In ogni caso, dunque, è necessaria la presenza di un familiare o di chi assiste il paziente con disabilità, trattandosi degli unici conoscitori dei molteplici aspetti della sua vita, e di tutto ciò che non può essere direttamente comunicato. Purtroppo ciò non avviene nella maggior parte dei casi anche se in realtà i familiari, oltre che rassicurare il paziente, potrebbero aiutare in molti modi il personale, che non ha alcuna specifica preparazione in tema, con conseguenze spesso gravi. Esistono carenze e difformità di valutazione e trattamento che distinguono, con effetti a volte pesanti, i pazienti non collaboranti dagli altri. Faccio due esempi: la Guardia Medica non è tenuta a intervenire se il paziente non è collaborante (ciascuna sede locale può deliberare in merito come ritiene più opportuno); alcuni accertamenti diagnostici sono possibili solo su pazienti collaboranti (come l’accertamento di disfagia per l’eventuale impianto di Peg, una difformità discriminatoria inaccettabile in quanto le conseguenze dell’impianto sono pesanti).

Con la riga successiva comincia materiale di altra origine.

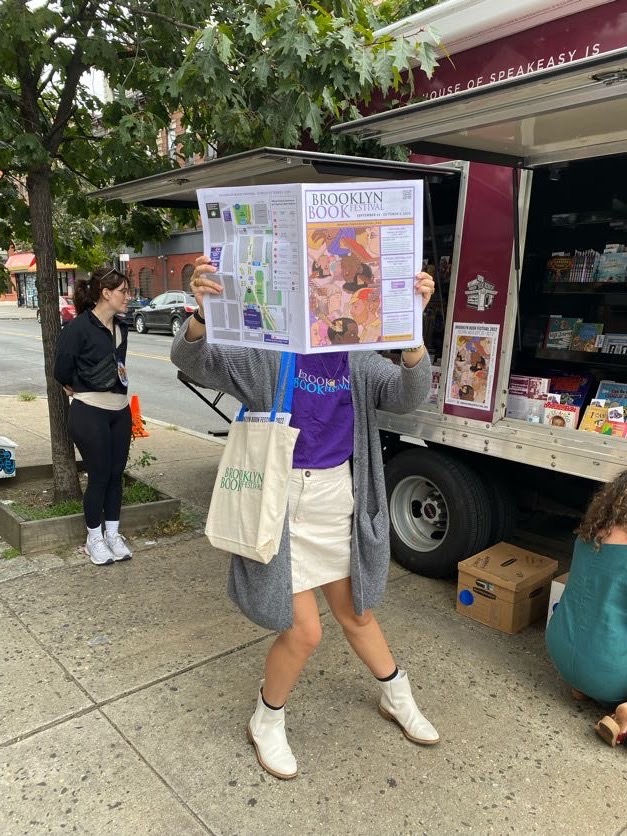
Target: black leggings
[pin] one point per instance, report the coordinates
(103, 438)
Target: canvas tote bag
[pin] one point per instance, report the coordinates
(249, 500)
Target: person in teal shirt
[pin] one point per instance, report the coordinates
(586, 637)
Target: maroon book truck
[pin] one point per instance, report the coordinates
(521, 140)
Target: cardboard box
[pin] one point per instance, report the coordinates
(505, 587)
(7, 457)
(557, 588)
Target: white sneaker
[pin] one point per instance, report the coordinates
(266, 731)
(397, 704)
(98, 551)
(118, 547)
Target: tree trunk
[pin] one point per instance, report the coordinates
(65, 474)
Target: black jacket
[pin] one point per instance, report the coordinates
(86, 337)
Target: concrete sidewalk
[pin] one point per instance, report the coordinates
(125, 693)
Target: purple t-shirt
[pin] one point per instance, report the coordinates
(322, 410)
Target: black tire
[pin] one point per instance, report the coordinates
(503, 509)
(439, 512)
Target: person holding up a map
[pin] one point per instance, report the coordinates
(336, 534)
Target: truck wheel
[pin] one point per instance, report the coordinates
(439, 512)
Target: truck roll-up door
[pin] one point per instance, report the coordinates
(573, 111)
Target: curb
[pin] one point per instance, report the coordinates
(194, 433)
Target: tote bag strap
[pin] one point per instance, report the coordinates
(285, 387)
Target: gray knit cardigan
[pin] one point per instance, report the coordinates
(264, 591)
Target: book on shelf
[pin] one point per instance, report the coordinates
(525, 395)
(612, 267)
(572, 388)
(558, 269)
(614, 344)
(560, 415)
(584, 267)
(587, 336)
(436, 376)
(612, 393)
(559, 331)
(598, 419)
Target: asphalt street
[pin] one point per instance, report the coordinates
(152, 376)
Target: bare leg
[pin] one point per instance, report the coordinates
(291, 650)
(362, 632)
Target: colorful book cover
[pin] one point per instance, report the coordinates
(525, 396)
(572, 388)
(598, 419)
(559, 332)
(561, 415)
(612, 267)
(612, 392)
(593, 419)
(586, 336)
(558, 269)
(614, 344)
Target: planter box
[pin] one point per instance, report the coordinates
(32, 536)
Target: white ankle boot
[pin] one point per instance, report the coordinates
(397, 704)
(266, 731)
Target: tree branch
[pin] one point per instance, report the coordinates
(76, 173)
(74, 71)
(161, 17)
(67, 24)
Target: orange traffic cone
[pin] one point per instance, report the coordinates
(137, 427)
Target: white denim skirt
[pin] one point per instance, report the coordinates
(321, 521)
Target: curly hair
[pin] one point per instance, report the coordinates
(607, 510)
(87, 292)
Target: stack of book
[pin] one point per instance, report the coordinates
(566, 397)
(614, 344)
(607, 412)
(574, 269)
(612, 266)
(526, 396)
(571, 333)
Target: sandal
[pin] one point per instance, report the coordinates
(608, 730)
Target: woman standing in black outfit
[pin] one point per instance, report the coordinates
(90, 365)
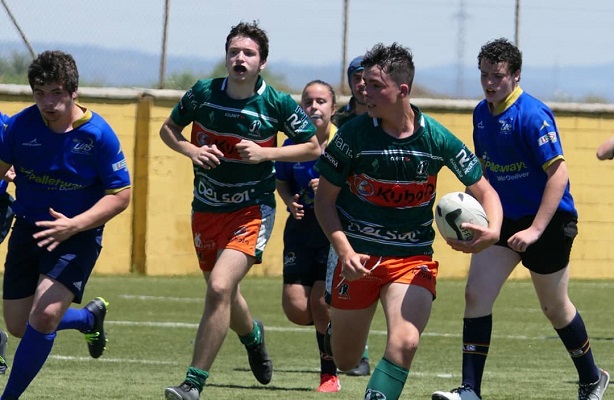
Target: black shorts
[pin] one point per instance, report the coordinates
(305, 251)
(71, 263)
(551, 251)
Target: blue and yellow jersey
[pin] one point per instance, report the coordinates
(388, 185)
(516, 144)
(223, 121)
(68, 172)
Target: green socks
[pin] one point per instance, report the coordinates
(387, 381)
(197, 377)
(253, 338)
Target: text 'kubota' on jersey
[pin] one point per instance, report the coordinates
(388, 185)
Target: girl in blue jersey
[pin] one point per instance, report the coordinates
(375, 204)
(305, 245)
(517, 140)
(70, 179)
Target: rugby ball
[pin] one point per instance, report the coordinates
(455, 208)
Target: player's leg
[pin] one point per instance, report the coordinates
(552, 292)
(329, 380)
(349, 331)
(488, 272)
(407, 308)
(50, 302)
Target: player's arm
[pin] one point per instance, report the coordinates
(61, 227)
(558, 178)
(605, 151)
(205, 156)
(254, 153)
(4, 169)
(326, 213)
(290, 199)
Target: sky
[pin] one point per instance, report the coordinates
(552, 33)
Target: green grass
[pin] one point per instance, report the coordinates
(152, 323)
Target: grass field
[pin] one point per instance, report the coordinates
(152, 323)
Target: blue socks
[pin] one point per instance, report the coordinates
(30, 356)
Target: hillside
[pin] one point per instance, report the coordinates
(132, 68)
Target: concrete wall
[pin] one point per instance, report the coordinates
(153, 235)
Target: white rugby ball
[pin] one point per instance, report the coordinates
(455, 208)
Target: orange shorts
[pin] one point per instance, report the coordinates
(247, 230)
(361, 293)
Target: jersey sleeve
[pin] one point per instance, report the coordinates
(184, 112)
(461, 160)
(543, 137)
(334, 163)
(283, 169)
(113, 168)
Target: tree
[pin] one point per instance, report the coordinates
(14, 69)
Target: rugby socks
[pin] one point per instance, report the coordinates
(197, 377)
(387, 381)
(476, 343)
(327, 365)
(575, 339)
(30, 355)
(253, 338)
(77, 318)
(365, 354)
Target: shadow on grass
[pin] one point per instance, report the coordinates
(286, 370)
(258, 387)
(592, 338)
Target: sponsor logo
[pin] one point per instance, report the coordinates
(82, 146)
(378, 232)
(549, 137)
(392, 194)
(506, 126)
(340, 144)
(119, 165)
(290, 258)
(32, 143)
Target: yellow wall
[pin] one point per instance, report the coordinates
(163, 192)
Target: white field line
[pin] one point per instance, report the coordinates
(309, 330)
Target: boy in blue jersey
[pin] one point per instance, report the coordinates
(517, 140)
(6, 220)
(375, 203)
(356, 106)
(235, 121)
(70, 179)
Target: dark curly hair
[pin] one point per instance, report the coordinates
(252, 31)
(396, 60)
(501, 50)
(54, 66)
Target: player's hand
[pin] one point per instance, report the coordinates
(207, 157)
(250, 151)
(10, 174)
(353, 266)
(296, 208)
(54, 232)
(523, 239)
(483, 237)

Quando appresi che l’Ordine dei medici di Roma aveva organizzato il corso di aggiornamento Le Cure Mediche e i percorsi di Presa in Carico delle Persone con Disabilità, quale madre di figlio fragile vi partecipai. Approfondii, parlai con familiari e addetti ai lavori, scoprendo realtà che ignoravo, nonché l’esistenza di norme e disposizioni statali e regionali emanate a seguito della Convenzione Onu sui diritti delle persone con disabilità. Ad esempio il progetto Dama; la legge della Regione Lazio che adotta la Carta dei diritti delle Persone con Disabilità in Ospedale; alcuni provvedimenti regionali secondo cui chi assiste il paziente con disabilità possa seguirlo in ospedale; l’implementazione, in almeno due ospedali per provincia, di un servizio di accoglienza e assistenza medica dedicato, costruito sul modello Dama; l’apertura a Roma di un ambulatorio infermieristico per la gestione sociosanitaria di persone con disabilità cognitivo-comportamentale complessa non collaboranti.
Ciò premesso, si chiede agli enti in indirizzo di promuovere e diffondere su larga scala corsi di formazione per il personale medico e paramedico; di promuovere e diffondere negli ospedali percorsi specifici di accoglienza e presa in carico dei pazienti non collaboranti (cfr. progetto Dama); di disporre che, ai familiari o a chi assiste un paziente non collaborante, sia sempre consentita la presenza in ospedale; di disporre che ausili medici indispensabili siano per tutti del tipo più sicuro; di pubblicizzare al massimo l’esistenza di iniziative e strutture di aiuto alle famiglie; di estendere l’intervento del personale di guardia medica anche per i pazienti non collaboranti; di informare pazienti e familiari su ogni procedura e/o somministrazione disposta dai medici, in particolare se da attuare a domicilio.
Non si chiede che i pazienti non collaboranti abbiano trattamenti migliori o privilegiati, ma che ricevano trattamenti idonei a fornire loro l’accoglienza, l’assistenza e le cure consone alle loro specifiche esigenze.